The art of make-believe
Recently the production Speak Sign Love was staged at the Wits Theatre.
Working with a strong cast and crew, Speak Sign Love creator Amy de Wet has set out on a journey to share a message with her audiences; a message of hope, love and compromise. There has been some controversy regarding Speak Sign Love; the concerns stemming from the fact that a hearing actress portrays a deaf character.
Speak Sign Love is a theatrical production, and like any other theatrical production it provides a space of time where reality and disbelief are suspended and the audience engages with fantasy. However, as the curtains close reality returns and everyone is aware that what they have seen is pretend. Although theatre often mimics reality, it is fantasy. The character of a mother can be played by a single, childless woman; the serial killer that strikes terror into the audience’s hearts is not played by an actual serial killer, his victims are not really dead and even the blood is fake. Yet in that moment of the story, you believe – that is the magic of theatre.
In order to give the audience this magic, a great deal of work goes into the process of preparing a production.

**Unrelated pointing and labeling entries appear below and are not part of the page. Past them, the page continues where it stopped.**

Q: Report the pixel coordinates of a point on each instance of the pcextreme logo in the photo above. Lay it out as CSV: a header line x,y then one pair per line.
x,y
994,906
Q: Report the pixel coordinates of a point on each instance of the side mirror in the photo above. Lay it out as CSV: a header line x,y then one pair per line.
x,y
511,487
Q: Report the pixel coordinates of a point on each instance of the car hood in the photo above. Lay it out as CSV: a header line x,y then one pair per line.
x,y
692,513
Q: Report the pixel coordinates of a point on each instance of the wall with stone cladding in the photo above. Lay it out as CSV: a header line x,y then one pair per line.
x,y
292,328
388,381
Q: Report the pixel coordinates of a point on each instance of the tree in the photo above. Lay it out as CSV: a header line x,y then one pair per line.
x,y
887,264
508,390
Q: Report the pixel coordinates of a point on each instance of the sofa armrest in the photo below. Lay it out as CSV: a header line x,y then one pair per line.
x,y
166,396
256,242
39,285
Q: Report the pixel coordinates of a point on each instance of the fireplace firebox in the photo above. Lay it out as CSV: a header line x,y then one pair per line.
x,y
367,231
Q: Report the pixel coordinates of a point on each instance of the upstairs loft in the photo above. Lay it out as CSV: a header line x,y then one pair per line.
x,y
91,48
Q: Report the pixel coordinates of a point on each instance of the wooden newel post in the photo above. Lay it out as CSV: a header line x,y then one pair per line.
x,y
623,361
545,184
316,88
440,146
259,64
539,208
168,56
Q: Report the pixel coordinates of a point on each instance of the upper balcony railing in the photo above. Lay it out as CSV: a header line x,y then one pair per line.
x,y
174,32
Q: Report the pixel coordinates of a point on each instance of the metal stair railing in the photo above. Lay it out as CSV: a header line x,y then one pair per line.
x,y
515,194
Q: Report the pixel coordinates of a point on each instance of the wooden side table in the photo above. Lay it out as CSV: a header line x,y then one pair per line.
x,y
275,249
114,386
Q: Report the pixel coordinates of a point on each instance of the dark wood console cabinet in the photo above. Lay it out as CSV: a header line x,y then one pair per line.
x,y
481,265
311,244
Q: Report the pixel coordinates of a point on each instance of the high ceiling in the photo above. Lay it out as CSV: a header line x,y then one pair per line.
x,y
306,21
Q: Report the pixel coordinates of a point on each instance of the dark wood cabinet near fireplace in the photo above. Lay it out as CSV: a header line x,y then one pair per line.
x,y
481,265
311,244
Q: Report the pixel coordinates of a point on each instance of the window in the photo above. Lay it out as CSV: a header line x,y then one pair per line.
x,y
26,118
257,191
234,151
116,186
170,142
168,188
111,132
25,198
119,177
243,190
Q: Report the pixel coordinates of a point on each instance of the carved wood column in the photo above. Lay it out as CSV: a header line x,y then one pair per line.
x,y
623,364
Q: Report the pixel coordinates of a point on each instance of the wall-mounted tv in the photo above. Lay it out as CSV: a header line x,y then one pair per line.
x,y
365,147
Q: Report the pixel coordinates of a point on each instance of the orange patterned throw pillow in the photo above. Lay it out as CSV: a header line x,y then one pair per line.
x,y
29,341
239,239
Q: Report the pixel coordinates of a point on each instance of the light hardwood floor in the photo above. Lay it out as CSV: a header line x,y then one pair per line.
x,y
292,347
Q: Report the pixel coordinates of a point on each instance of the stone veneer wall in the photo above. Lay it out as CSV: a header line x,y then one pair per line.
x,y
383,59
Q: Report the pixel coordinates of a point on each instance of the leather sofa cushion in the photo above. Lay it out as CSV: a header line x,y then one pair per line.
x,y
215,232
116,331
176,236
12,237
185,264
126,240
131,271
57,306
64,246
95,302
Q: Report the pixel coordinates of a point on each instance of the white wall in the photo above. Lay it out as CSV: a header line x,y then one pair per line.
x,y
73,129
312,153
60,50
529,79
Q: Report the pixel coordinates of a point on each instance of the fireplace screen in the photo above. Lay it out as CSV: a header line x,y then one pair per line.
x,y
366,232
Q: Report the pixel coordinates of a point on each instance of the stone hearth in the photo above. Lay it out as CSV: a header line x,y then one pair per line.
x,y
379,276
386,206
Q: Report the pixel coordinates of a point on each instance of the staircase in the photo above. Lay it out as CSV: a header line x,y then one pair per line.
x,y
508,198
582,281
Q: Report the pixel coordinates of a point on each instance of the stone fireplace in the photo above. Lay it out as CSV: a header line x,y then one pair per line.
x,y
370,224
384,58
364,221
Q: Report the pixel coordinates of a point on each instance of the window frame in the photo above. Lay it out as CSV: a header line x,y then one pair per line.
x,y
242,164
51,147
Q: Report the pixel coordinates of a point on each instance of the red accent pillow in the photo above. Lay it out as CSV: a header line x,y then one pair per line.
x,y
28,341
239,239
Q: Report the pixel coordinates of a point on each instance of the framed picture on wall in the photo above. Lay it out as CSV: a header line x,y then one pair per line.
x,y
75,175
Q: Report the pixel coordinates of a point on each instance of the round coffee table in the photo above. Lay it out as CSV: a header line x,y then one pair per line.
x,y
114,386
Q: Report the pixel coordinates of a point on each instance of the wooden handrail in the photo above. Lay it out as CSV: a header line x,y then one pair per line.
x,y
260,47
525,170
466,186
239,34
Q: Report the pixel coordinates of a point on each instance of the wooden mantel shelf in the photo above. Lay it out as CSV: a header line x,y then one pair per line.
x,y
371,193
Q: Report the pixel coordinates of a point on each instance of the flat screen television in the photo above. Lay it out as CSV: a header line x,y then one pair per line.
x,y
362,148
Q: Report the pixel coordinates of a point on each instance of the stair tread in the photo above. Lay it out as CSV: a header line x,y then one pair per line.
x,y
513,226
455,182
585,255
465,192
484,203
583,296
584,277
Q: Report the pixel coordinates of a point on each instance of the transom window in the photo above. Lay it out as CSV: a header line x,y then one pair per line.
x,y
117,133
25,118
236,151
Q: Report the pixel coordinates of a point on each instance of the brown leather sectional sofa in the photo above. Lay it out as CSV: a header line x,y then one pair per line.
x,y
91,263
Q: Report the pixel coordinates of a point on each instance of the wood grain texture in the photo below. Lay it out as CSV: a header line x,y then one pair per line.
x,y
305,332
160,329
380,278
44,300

The actress playing a mother will research and observe actual mothers in order to make her character believable. The actor playing the serial killer must do long hours of research and training to build his terrorising character – but his training will never include killing a person. The same principle applies to Speak Sign Love; the actress does not have to be deaf to portray a deaf person believably.
Most of the controversy around the theatrical industry arises from reactions to the artistic expression and the message the artist is articulating. The playwright, W. Somerset Maugham stated, “The drama is make-believe. It does not deal with truth but with effect.”
It is the privilege of an artist to craft their art until they gain the effect on the audience that they have envisaged. No artist claims that all must enjoy and agree with the art that they have produced. What the artist wants is that whilst the audience expresses their own opinion, they remember that the work is make-believe and that the artist has the prerogative, some may say even the duty, to express their art in any way they choose fit.